I watched *The Saddest Music in the World* and now I can't stop crying about imaginary piano players.
My dog watched a Maddinesque film and peed on the couch.
My teacher said my essay was Maddinesque because it had 17 different versions of the same sentence.
2
When movies are so bad they feel like they were made by a drunk man with a broken camera and a hatred for humans.
My mom said my YouTube channel is Maddinesque because I film in the dark with a flashlight and a potato.
My friend's PowerPoint presentation was Maddinesque, it had 100 slides and no conclusion.
My math teacher's lectures are Maddinesque, they make me want to scream and hide in a closet.
3
When films are so messed up they could be the result of a nightmare and a broken blender.
My dog's dream sequence was Maddinesque, it had a cat wearing a hat and a sandwich talking to a tree.
My brother's playlist is Maddinesque, it’s just 12 seconds of static and a cat meow.
My sister’s art project was Maddinesque, it looked like a toddler threw paint at a screaming robot.
4
Like when a movie is so confusing it could make a genius cry and a robot question its existence.
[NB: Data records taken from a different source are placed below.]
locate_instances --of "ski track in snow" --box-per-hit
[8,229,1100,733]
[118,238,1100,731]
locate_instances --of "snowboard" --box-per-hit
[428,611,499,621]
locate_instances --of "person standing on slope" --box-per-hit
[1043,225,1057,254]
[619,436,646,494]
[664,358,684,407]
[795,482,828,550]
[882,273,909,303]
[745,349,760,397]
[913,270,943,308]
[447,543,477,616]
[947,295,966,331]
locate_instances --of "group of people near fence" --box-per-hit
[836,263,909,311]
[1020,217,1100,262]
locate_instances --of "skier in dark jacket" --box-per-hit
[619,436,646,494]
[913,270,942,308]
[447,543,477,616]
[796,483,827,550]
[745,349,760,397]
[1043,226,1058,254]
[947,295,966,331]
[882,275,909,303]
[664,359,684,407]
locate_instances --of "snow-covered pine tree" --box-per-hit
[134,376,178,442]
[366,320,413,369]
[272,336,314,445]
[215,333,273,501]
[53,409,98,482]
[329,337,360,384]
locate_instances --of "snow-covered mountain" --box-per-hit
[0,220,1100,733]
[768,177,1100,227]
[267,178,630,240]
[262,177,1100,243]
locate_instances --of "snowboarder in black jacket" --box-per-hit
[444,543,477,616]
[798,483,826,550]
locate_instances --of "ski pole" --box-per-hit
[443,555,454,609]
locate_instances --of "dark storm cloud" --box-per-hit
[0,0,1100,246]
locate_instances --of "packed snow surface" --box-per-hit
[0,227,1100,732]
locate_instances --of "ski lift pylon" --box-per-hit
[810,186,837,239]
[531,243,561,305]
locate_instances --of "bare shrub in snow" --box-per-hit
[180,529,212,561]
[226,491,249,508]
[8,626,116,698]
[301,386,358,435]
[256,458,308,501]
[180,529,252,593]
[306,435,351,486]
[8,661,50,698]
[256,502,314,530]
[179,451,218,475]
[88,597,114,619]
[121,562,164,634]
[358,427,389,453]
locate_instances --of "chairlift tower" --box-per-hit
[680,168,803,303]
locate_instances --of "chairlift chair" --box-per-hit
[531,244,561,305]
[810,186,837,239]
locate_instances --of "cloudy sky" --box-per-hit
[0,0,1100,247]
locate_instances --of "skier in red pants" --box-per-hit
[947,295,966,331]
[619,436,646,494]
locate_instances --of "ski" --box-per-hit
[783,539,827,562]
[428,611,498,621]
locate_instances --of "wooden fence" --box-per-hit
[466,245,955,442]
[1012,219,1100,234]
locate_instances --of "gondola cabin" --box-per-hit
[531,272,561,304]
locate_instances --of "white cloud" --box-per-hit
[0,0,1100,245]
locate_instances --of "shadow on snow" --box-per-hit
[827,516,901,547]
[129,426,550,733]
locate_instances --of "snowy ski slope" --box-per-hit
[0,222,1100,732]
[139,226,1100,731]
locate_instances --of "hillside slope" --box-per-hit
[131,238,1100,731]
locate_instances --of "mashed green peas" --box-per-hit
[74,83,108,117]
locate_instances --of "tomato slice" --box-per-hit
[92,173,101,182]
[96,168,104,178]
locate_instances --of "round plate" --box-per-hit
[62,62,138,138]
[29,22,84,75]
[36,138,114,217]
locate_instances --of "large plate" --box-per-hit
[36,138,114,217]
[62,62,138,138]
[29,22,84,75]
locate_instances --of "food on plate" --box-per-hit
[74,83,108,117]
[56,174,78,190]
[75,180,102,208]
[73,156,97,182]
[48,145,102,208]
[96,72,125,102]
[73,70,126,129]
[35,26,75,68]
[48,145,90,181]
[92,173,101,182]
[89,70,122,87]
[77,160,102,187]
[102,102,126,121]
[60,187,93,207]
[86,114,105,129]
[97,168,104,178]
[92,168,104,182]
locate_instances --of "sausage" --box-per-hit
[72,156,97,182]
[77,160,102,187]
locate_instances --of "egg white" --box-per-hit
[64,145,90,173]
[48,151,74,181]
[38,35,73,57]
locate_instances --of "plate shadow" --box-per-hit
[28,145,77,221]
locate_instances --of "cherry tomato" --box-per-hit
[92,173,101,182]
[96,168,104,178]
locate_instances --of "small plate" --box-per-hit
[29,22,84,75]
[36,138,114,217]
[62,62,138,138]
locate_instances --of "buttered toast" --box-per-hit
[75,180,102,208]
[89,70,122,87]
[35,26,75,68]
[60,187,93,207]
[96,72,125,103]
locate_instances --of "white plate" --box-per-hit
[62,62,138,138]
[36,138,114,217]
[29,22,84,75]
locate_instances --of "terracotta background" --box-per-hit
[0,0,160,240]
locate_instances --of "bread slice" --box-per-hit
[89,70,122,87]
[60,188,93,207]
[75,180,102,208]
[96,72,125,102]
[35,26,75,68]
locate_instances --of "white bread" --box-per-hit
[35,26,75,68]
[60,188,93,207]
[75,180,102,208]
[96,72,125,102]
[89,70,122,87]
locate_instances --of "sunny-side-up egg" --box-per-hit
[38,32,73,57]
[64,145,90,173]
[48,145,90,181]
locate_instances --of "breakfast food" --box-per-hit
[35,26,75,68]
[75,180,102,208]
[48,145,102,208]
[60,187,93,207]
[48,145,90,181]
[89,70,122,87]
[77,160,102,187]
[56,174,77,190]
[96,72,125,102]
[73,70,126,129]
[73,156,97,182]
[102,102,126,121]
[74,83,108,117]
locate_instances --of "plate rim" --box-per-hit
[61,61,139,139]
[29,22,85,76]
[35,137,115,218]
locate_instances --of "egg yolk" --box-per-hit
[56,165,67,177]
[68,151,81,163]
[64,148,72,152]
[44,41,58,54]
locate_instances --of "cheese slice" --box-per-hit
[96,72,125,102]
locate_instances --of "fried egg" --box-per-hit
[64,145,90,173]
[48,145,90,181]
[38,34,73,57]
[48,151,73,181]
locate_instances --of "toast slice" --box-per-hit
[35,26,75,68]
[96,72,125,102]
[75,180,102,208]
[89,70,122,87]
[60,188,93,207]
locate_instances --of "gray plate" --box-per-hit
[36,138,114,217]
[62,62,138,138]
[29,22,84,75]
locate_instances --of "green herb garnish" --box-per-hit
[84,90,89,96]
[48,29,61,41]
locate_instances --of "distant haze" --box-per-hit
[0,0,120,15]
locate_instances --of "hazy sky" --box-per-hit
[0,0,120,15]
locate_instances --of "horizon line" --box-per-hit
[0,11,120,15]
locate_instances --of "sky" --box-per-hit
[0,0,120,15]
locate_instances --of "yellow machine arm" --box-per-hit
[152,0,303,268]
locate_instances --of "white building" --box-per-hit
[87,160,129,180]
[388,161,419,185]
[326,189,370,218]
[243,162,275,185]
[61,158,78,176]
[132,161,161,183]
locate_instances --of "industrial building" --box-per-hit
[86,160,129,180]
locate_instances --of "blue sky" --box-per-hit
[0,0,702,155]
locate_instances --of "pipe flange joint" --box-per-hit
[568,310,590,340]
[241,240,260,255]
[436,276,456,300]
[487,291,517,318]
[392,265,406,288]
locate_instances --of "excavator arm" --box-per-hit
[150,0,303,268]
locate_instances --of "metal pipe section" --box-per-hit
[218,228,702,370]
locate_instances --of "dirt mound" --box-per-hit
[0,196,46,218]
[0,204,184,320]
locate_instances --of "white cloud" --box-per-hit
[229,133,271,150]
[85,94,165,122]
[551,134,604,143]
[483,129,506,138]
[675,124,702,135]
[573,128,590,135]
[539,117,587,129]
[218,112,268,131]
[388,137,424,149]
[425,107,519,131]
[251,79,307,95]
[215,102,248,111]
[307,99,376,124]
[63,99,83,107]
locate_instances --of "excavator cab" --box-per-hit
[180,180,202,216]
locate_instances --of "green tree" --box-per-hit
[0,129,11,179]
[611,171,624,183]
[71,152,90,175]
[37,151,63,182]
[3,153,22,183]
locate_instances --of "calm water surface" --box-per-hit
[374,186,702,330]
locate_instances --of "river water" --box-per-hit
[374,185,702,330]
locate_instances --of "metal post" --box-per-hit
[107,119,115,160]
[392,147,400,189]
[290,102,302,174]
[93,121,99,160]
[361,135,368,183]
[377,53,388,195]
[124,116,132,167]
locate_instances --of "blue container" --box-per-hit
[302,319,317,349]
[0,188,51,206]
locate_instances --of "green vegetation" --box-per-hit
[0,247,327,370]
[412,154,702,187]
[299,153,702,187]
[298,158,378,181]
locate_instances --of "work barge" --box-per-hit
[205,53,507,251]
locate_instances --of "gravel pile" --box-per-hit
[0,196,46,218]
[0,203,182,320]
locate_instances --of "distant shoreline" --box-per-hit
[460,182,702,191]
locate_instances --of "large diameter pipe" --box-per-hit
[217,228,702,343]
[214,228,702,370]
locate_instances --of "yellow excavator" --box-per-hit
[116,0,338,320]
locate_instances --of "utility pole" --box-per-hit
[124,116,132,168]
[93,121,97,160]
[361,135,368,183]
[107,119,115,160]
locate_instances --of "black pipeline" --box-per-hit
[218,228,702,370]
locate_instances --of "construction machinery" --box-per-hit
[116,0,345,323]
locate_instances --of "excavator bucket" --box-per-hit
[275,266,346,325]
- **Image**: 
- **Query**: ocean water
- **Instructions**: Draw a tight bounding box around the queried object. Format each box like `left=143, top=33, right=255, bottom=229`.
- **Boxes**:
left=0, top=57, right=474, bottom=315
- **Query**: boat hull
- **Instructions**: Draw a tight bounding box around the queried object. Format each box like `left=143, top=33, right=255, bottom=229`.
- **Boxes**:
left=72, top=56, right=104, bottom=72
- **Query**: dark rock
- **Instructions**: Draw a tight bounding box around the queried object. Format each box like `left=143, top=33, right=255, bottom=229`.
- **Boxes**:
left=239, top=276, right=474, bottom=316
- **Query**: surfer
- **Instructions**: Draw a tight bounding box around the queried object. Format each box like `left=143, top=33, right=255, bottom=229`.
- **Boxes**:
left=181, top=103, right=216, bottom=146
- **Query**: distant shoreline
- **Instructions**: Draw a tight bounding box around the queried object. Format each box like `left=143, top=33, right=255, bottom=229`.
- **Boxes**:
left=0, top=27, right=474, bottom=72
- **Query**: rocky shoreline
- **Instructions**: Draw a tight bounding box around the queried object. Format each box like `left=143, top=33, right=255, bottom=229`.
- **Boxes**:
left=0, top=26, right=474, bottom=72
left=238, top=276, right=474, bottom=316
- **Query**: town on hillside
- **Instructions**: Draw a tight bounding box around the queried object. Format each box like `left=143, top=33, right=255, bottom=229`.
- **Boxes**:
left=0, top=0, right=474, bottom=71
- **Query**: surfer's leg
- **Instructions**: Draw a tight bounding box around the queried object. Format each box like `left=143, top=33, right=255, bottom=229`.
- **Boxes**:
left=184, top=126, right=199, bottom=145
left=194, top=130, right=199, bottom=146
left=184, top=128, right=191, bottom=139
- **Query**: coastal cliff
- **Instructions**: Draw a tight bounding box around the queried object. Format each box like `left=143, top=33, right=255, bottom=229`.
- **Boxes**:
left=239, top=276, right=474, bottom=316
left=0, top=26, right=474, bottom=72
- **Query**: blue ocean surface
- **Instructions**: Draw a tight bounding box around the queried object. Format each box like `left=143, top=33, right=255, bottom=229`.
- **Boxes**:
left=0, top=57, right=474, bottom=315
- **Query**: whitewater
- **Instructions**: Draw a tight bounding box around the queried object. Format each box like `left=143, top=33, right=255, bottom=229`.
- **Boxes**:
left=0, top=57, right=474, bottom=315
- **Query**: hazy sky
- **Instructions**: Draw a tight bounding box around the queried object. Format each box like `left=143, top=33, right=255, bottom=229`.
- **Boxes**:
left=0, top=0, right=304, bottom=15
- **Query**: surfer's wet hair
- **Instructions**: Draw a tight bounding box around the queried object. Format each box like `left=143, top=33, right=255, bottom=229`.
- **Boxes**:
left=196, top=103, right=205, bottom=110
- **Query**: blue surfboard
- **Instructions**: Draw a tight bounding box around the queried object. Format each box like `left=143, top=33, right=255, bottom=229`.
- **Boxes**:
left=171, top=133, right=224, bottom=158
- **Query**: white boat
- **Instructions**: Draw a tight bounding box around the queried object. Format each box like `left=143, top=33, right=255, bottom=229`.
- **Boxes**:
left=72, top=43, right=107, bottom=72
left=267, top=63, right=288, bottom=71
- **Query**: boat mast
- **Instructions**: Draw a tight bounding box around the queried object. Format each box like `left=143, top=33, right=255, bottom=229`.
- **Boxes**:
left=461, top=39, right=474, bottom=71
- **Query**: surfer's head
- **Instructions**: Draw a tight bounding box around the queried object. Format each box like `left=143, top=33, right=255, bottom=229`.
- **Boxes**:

My math test was Maddinesque, it had a question about a cat wearing a hat and a sandwich that could talk.
My dog’s dream was Maddinesque, it had a dancing sandwich and a sandwich that danced back.
My teacher’s lesson plan was Maddinesque, it had 20 questions and only one answer.
5
When movies are so bizarre they feel like they were created by a mad scientist with a hatred for normal people.
My brother’s YouTube video was Maddinesque, he filmed it in the dark with a flashlight and a broken phone.
My dog’s dream was Maddinesque, it had a sandwich that could sing and a cat that wore a hat made of spaghetti.
My teacher’s homework was Maddinesque, it had 100 questions and only one answer.